Pour que la paix avec l’Iran fonctionne, un règlement de comptes avec Israël s’impose

Le cessez-le-feu de deux semaines entre Téhéran et Washington — du moins pour l'instant — permet au monde entier de pousser un soupir de soulagement après un mois de guerre intense. Mercredi, les marchés pétroliers se redressaient, les prix ayant chuté de manière significative par rapport à leurs sommets historiques, supérieurs à 150 dollars le baril.

Au niveau national, on observe peut-être un rare soupir de soulagement d’un bout à l’autre du pays, alors que la guerre la plus impopulaire menée par les États-Unis depuis un siècle s’achemine vers une pause, au lieu de l’escalade sans précédent promise par le président Donald Trump dans son message sur Truth Social : « Une civilisation entière va mourir ce soir ».

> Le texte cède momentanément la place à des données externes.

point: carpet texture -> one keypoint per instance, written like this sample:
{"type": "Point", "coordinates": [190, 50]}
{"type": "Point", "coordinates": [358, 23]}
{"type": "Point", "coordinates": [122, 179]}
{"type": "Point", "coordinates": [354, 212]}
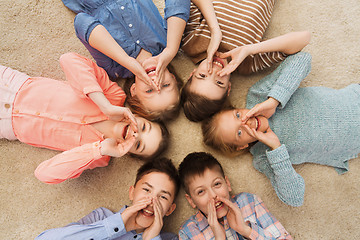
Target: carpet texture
{"type": "Point", "coordinates": [36, 32]}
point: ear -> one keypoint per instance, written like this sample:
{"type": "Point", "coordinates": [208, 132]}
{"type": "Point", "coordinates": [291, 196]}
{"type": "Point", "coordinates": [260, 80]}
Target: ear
{"type": "Point", "coordinates": [171, 209]}
{"type": "Point", "coordinates": [242, 147]}
{"type": "Point", "coordinates": [191, 202]}
{"type": "Point", "coordinates": [229, 88]}
{"type": "Point", "coordinates": [228, 183]}
{"type": "Point", "coordinates": [131, 193]}
{"type": "Point", "coordinates": [132, 90]}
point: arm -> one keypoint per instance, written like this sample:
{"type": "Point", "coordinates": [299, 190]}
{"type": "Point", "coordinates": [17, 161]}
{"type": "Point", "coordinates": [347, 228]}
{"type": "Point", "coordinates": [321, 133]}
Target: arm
{"type": "Point", "coordinates": [266, 225]}
{"type": "Point", "coordinates": [207, 9]}
{"type": "Point", "coordinates": [289, 43]}
{"type": "Point", "coordinates": [111, 227]}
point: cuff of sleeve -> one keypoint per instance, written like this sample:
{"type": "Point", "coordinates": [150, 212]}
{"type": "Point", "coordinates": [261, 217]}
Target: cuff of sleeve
{"type": "Point", "coordinates": [115, 226]}
{"type": "Point", "coordinates": [97, 150]}
{"type": "Point", "coordinates": [254, 231]}
{"type": "Point", "coordinates": [277, 155]}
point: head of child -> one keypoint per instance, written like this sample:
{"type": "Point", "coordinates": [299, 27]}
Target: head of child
{"type": "Point", "coordinates": [225, 131]}
{"type": "Point", "coordinates": [147, 102]}
{"type": "Point", "coordinates": [156, 180]}
{"type": "Point", "coordinates": [204, 180]}
{"type": "Point", "coordinates": [205, 93]}
{"type": "Point", "coordinates": [151, 138]}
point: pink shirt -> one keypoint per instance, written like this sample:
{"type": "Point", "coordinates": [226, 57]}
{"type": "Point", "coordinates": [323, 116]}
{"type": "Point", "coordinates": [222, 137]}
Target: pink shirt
{"type": "Point", "coordinates": [57, 115]}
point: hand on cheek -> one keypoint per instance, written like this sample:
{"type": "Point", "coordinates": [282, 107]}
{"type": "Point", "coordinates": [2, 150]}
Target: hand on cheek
{"type": "Point", "coordinates": [235, 219]}
{"type": "Point", "coordinates": [216, 227]}
{"type": "Point", "coordinates": [157, 225]}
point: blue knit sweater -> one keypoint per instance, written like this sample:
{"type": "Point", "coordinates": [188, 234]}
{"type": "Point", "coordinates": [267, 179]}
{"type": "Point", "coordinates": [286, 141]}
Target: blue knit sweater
{"type": "Point", "coordinates": [314, 124]}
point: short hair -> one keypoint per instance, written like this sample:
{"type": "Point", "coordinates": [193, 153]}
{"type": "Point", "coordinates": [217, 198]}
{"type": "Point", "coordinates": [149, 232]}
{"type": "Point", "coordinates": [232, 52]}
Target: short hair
{"type": "Point", "coordinates": [161, 165]}
{"type": "Point", "coordinates": [138, 108]}
{"type": "Point", "coordinates": [195, 164]}
{"type": "Point", "coordinates": [163, 145]}
{"type": "Point", "coordinates": [198, 107]}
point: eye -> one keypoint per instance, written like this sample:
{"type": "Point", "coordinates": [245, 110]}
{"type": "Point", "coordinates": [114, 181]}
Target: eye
{"type": "Point", "coordinates": [239, 133]}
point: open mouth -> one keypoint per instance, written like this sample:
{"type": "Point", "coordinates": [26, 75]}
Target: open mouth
{"type": "Point", "coordinates": [126, 131]}
{"type": "Point", "coordinates": [218, 62]}
{"type": "Point", "coordinates": [150, 70]}
{"type": "Point", "coordinates": [147, 213]}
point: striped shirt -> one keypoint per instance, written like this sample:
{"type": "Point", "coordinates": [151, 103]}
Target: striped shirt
{"type": "Point", "coordinates": [263, 224]}
{"type": "Point", "coordinates": [242, 22]}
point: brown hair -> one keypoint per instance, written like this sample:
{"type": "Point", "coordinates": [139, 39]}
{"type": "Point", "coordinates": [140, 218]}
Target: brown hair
{"type": "Point", "coordinates": [195, 164]}
{"type": "Point", "coordinates": [197, 107]}
{"type": "Point", "coordinates": [138, 108]}
{"type": "Point", "coordinates": [162, 165]}
{"type": "Point", "coordinates": [163, 145]}
{"type": "Point", "coordinates": [211, 135]}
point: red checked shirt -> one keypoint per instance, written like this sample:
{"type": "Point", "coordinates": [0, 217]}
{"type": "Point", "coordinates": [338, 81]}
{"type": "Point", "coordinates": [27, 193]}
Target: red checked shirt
{"type": "Point", "coordinates": [263, 224]}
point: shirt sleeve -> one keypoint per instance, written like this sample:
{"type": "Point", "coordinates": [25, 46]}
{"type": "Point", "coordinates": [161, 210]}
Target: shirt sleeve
{"type": "Point", "coordinates": [111, 227]}
{"type": "Point", "coordinates": [283, 82]}
{"type": "Point", "coordinates": [288, 184]}
{"type": "Point", "coordinates": [266, 226]}
{"type": "Point", "coordinates": [86, 77]}
{"type": "Point", "coordinates": [70, 164]}
{"type": "Point", "coordinates": [177, 8]}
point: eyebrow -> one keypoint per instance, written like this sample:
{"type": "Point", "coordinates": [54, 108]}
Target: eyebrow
{"type": "Point", "coordinates": [163, 191]}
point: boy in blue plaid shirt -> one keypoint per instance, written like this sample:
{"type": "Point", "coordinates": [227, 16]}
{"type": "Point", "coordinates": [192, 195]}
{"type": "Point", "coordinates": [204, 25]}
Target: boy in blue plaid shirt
{"type": "Point", "coordinates": [220, 216]}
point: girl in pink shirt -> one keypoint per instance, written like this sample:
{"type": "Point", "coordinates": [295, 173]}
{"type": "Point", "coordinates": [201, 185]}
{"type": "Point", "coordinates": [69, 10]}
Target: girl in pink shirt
{"type": "Point", "coordinates": [84, 117]}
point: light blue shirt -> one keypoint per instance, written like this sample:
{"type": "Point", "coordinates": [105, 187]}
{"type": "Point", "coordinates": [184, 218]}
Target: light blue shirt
{"type": "Point", "coordinates": [134, 24]}
{"type": "Point", "coordinates": [99, 224]}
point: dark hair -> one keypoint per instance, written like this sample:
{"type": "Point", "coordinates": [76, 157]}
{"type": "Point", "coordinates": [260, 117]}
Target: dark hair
{"type": "Point", "coordinates": [197, 107]}
{"type": "Point", "coordinates": [211, 135]}
{"type": "Point", "coordinates": [161, 165]}
{"type": "Point", "coordinates": [163, 145]}
{"type": "Point", "coordinates": [138, 108]}
{"type": "Point", "coordinates": [195, 164]}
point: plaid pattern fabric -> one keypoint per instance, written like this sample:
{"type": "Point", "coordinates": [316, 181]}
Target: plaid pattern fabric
{"type": "Point", "coordinates": [263, 224]}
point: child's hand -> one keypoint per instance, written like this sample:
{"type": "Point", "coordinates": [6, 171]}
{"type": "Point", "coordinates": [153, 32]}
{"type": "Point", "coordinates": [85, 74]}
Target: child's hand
{"type": "Point", "coordinates": [269, 138]}
{"type": "Point", "coordinates": [237, 57]}
{"type": "Point", "coordinates": [135, 67]}
{"type": "Point", "coordinates": [216, 227]}
{"type": "Point", "coordinates": [216, 36]}
{"type": "Point", "coordinates": [235, 218]}
{"type": "Point", "coordinates": [111, 147]}
{"type": "Point", "coordinates": [266, 109]}
{"type": "Point", "coordinates": [129, 214]}
{"type": "Point", "coordinates": [157, 225]}
{"type": "Point", "coordinates": [163, 60]}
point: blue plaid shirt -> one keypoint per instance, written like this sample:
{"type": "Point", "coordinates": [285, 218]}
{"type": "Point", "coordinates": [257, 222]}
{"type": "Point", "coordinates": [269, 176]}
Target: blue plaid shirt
{"type": "Point", "coordinates": [263, 224]}
{"type": "Point", "coordinates": [134, 24]}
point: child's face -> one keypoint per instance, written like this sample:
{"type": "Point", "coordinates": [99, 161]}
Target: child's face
{"type": "Point", "coordinates": [149, 97]}
{"type": "Point", "coordinates": [153, 185]}
{"type": "Point", "coordinates": [211, 85]}
{"type": "Point", "coordinates": [209, 186]}
{"type": "Point", "coordinates": [231, 129]}
{"type": "Point", "coordinates": [148, 136]}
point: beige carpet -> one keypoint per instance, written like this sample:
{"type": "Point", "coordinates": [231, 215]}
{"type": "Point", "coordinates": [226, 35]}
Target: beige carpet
{"type": "Point", "coordinates": [34, 33]}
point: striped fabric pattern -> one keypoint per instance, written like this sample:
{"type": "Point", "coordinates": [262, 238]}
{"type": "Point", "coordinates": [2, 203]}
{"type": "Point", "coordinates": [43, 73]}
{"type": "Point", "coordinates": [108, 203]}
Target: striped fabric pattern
{"type": "Point", "coordinates": [242, 22]}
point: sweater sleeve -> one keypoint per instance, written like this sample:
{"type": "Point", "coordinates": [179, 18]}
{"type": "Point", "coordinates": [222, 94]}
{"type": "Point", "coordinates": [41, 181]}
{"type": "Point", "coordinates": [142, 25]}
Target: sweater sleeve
{"type": "Point", "coordinates": [288, 184]}
{"type": "Point", "coordinates": [283, 82]}
{"type": "Point", "coordinates": [70, 164]}
{"type": "Point", "coordinates": [86, 77]}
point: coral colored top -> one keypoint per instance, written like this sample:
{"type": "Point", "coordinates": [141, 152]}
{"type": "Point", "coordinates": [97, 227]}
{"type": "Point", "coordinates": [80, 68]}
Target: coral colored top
{"type": "Point", "coordinates": [57, 115]}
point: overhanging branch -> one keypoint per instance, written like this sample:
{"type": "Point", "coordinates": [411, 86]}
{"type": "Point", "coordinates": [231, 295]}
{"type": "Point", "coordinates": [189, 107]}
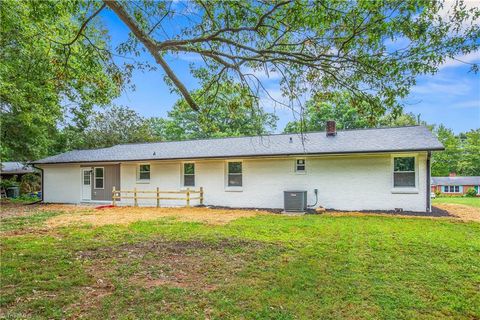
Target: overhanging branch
{"type": "Point", "coordinates": [151, 46]}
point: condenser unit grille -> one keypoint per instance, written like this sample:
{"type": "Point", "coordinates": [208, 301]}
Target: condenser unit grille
{"type": "Point", "coordinates": [295, 201]}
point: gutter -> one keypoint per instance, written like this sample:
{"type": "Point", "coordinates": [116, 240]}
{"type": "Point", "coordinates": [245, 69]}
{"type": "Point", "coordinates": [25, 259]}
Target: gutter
{"type": "Point", "coordinates": [245, 156]}
{"type": "Point", "coordinates": [429, 188]}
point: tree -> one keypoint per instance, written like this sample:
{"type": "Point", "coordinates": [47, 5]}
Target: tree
{"type": "Point", "coordinates": [115, 125]}
{"type": "Point", "coordinates": [232, 112]}
{"type": "Point", "coordinates": [373, 49]}
{"type": "Point", "coordinates": [446, 162]}
{"type": "Point", "coordinates": [51, 64]}
{"type": "Point", "coordinates": [469, 164]}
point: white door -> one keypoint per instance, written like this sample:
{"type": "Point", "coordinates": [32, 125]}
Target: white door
{"type": "Point", "coordinates": [86, 184]}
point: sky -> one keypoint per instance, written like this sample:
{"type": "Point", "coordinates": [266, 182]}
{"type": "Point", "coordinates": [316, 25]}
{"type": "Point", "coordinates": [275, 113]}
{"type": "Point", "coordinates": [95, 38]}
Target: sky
{"type": "Point", "coordinates": [450, 97]}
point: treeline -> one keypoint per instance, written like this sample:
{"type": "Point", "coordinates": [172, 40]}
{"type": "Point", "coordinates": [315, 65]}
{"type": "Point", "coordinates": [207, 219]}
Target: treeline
{"type": "Point", "coordinates": [238, 115]}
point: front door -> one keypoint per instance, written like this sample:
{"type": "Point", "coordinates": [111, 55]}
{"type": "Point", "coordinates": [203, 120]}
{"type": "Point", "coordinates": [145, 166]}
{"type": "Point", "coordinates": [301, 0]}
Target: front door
{"type": "Point", "coordinates": [87, 184]}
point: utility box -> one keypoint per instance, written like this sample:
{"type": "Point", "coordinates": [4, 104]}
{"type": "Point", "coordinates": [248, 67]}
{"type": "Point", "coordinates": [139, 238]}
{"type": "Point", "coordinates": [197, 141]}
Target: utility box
{"type": "Point", "coordinates": [295, 201]}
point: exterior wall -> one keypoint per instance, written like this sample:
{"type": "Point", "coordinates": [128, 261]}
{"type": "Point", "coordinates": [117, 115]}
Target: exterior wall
{"type": "Point", "coordinates": [61, 183]}
{"type": "Point", "coordinates": [354, 182]}
{"type": "Point", "coordinates": [111, 179]}
{"type": "Point", "coordinates": [344, 182]}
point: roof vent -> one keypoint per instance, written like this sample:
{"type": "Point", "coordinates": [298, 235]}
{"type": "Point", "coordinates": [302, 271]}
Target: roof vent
{"type": "Point", "coordinates": [331, 128]}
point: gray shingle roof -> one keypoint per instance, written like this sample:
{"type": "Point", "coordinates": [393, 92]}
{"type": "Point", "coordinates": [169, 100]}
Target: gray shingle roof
{"type": "Point", "coordinates": [456, 181]}
{"type": "Point", "coordinates": [15, 168]}
{"type": "Point", "coordinates": [414, 138]}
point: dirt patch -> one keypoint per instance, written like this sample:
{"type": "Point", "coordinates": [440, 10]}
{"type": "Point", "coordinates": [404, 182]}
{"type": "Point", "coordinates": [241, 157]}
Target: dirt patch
{"type": "Point", "coordinates": [195, 265]}
{"type": "Point", "coordinates": [452, 211]}
{"type": "Point", "coordinates": [10, 209]}
{"type": "Point", "coordinates": [465, 213]}
{"type": "Point", "coordinates": [127, 215]}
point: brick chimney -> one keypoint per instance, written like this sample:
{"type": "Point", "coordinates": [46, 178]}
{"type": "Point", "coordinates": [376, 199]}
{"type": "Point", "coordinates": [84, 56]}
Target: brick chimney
{"type": "Point", "coordinates": [331, 128]}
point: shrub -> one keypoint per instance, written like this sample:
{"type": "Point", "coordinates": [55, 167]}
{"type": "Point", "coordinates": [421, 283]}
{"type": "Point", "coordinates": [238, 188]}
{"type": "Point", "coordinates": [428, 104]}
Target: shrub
{"type": "Point", "coordinates": [7, 183]}
{"type": "Point", "coordinates": [30, 182]}
{"type": "Point", "coordinates": [471, 193]}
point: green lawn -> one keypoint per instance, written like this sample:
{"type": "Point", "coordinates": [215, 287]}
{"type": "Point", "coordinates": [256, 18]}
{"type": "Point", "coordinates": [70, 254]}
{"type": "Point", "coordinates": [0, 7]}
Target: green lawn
{"type": "Point", "coordinates": [264, 267]}
{"type": "Point", "coordinates": [472, 202]}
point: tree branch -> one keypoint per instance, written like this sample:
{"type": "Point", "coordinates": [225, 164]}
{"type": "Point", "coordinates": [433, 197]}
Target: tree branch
{"type": "Point", "coordinates": [151, 46]}
{"type": "Point", "coordinates": [84, 25]}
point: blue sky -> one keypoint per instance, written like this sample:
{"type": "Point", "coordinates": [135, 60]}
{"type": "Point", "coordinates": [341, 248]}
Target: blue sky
{"type": "Point", "coordinates": [451, 96]}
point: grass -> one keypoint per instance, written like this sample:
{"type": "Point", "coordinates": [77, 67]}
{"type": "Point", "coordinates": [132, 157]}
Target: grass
{"type": "Point", "coordinates": [472, 202]}
{"type": "Point", "coordinates": [261, 267]}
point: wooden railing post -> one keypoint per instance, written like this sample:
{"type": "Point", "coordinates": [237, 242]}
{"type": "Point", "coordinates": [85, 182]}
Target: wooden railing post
{"type": "Point", "coordinates": [135, 200]}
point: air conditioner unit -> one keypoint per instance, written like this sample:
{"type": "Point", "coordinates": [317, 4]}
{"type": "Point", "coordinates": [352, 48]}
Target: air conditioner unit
{"type": "Point", "coordinates": [295, 201]}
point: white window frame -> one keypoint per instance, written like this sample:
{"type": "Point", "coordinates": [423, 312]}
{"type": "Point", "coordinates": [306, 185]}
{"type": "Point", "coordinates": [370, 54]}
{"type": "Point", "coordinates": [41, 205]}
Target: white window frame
{"type": "Point", "coordinates": [304, 171]}
{"type": "Point", "coordinates": [138, 173]}
{"type": "Point", "coordinates": [234, 188]}
{"type": "Point", "coordinates": [392, 169]}
{"type": "Point", "coordinates": [452, 186]}
{"type": "Point", "coordinates": [194, 174]}
{"type": "Point", "coordinates": [95, 178]}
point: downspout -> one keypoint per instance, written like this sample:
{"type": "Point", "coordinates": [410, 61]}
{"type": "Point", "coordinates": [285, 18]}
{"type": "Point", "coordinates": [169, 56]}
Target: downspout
{"type": "Point", "coordinates": [429, 204]}
{"type": "Point", "coordinates": [41, 170]}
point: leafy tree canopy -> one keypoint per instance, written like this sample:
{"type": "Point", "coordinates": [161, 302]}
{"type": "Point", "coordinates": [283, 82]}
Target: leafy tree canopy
{"type": "Point", "coordinates": [115, 125]}
{"type": "Point", "coordinates": [347, 112]}
{"type": "Point", "coordinates": [373, 49]}
{"type": "Point", "coordinates": [51, 64]}
{"type": "Point", "coordinates": [231, 112]}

Mais une paix durable et la fin de cette guerre ne sont pas garanties. Des fissures apparaissent déjà sur ce qui a été convenu et ce qui ne l’a pas été par les deux parties, et des accusations de violations sont en cours.

De plus, les relations et la réputation des États-Unis sont gravement compromises à l’échelle mondiale. C’est là que commence le dur travail : garantir la paix et rétablir ces relations.

On peut dire que la partie la plus importante pour empêcher un redémarrage de la guerre avant mai est de garantir que notre relation avec Israël retrouve son ordre légitime. Les États-Unis ne sont pas un outil à utiliser pour faire avancer les ambitions régionales d’Israël. Il ne devrait jamais faire la guerre au nom d’un gouvernement étranger.

Il convient de noter que la dernière escalade d’Israël au Liban témoigne d’un manque flagrant de respect envers Washington et met également en évidence une tendance aussi évidente que problématique : une tentative apparemment délibérée d’empêcher ou de compromettre la capacité des États-Unis à négocier avec l’Iran. Cela empêche ainsi l’administration d’agir de manière indépendante et dans le seul intérêt du peuple américain, comme la Constitution lui impose de le faire.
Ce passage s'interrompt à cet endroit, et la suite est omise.